Hey, maybe you’re right. Time will tell. In the meanwhile, though, try to keep your glowing self-assessments to yourself. If a friend isn’t as dazzled by your writing as you show yourself to be, he won’t want to be the one who brings you crashing down to earth. If you act as though you expect suggestions for improvement, you’ll elicit more honest responses.
“I’ve gotten as far as I can on my own,” you say as you hand off the manuscript. “I need other people’s perspectives to take it to the next level.” Try as hard as you can to believe those words. They will serve you and your book well during the next round of revisions.
2. Be confident
You’re on the eleventh draft of your manuscript, and it just isn’t coming together the way you’d dreamed it would. What made you think you could do this? You need help and lots of it. Intellectually, you understand that writing takes a lot of practice, especially if it isn’t your area of expertise. Emotionally, you know that the inevitable criticism you receive will crush your soul.
You may be correct about how much work you still have ahead of you. (It’s okay! There’s no shame in that!) In the meantime, though, try not to wear your insecurities on your sleeve. If a friend realizes how much her true impression will hurt you, she may refuse to offer anything but praise.

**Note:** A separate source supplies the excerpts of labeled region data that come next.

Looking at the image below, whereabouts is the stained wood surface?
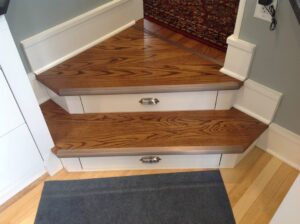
[37,19,242,95]
[0,148,299,224]
[41,101,267,157]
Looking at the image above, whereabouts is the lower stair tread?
[41,101,267,157]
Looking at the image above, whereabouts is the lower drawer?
[81,91,217,113]
[61,154,221,172]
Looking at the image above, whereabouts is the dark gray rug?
[35,171,235,224]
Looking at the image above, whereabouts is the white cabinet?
[0,124,46,205]
[0,16,62,205]
[0,65,24,137]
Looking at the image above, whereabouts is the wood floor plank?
[233,158,282,222]
[240,163,299,224]
[41,101,267,157]
[228,151,272,206]
[221,148,264,192]
[37,20,242,96]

There’s no need to pretend you have confidence in your work if you don’t. You can, however, act confident about your ability to handle negative reactions. “I know there are a bunch of things wrong with this,” you tell your prospective reader, “but I’m not sure how to fix them. Your suggestions would really help!”
3. Specify what kind of feedback you want
You’re on the eleventh draft on your manuscript, and quite a few people have already weighed in on previous iterations. Most of them hated your resolution; they thought it was too dark. But a small handful loved the way you tied everything together, and they tended to be the ones who truly understood what you were trying to accomplish. After a period of reflection, you’ve decided to keep the ending the way it is.
Mention stuff like this to your new readers going in. “Just so you know, I’ve decided I’m happy with the conclusion and I’m not going to change it. If you could just tell me anyplace the wording seems off, or where I could flesh out the characters more, that would be great.”
Eliminating areas of potential criticism is a kindness to your readers, as it prevents them from wasting their time trying to diplomatically phrase advice you’re going to ignore anyway. It also benefits you. Some friends will be reluctant to give more criticism than praise; they understand the value of an honest appraisal, but don’t want to be too harsh. Now they can limit their negative evaluations to the elements of your manuscript you’ve identified.
4. Set the bar high
People are often predisposed to love anything their daughter/son/mother/father/spouse/friend wrote. To the best of your ability, you need to nip that instinct in the bud. Tell everybody to pretend someone else is the author. Tell them to imagine they were flipping through the pages in a bookstore. That will prime them to demand as much from your manuscript as they would any other book.
5. Be gracious
No matter how much you psych yourself up for pointed criticism, it’s not going to feel good. Resist the urge to argue. Thank your readers for their time. Tell them you’re going to let the critiques sit for a few days while you process them, and then do so. When you’re calmer, you can (nicely, calmly) ask clarifying questions about their reactions. If you handle the less-than-optimal assessments gracefully, you’ll be more likely to get honest feedback the next time you need it.
While they aren’t a substitute for professional editing, friends-and-family critiques can be highly useful. Do your best to help your first readers be objective, make them feel safe about sharing their true impressions, and thank them for their efforts. The more you use high-quality feedback to help you level up, the less work your manuscript will need at the editing stage … and the less you’ll need to spend.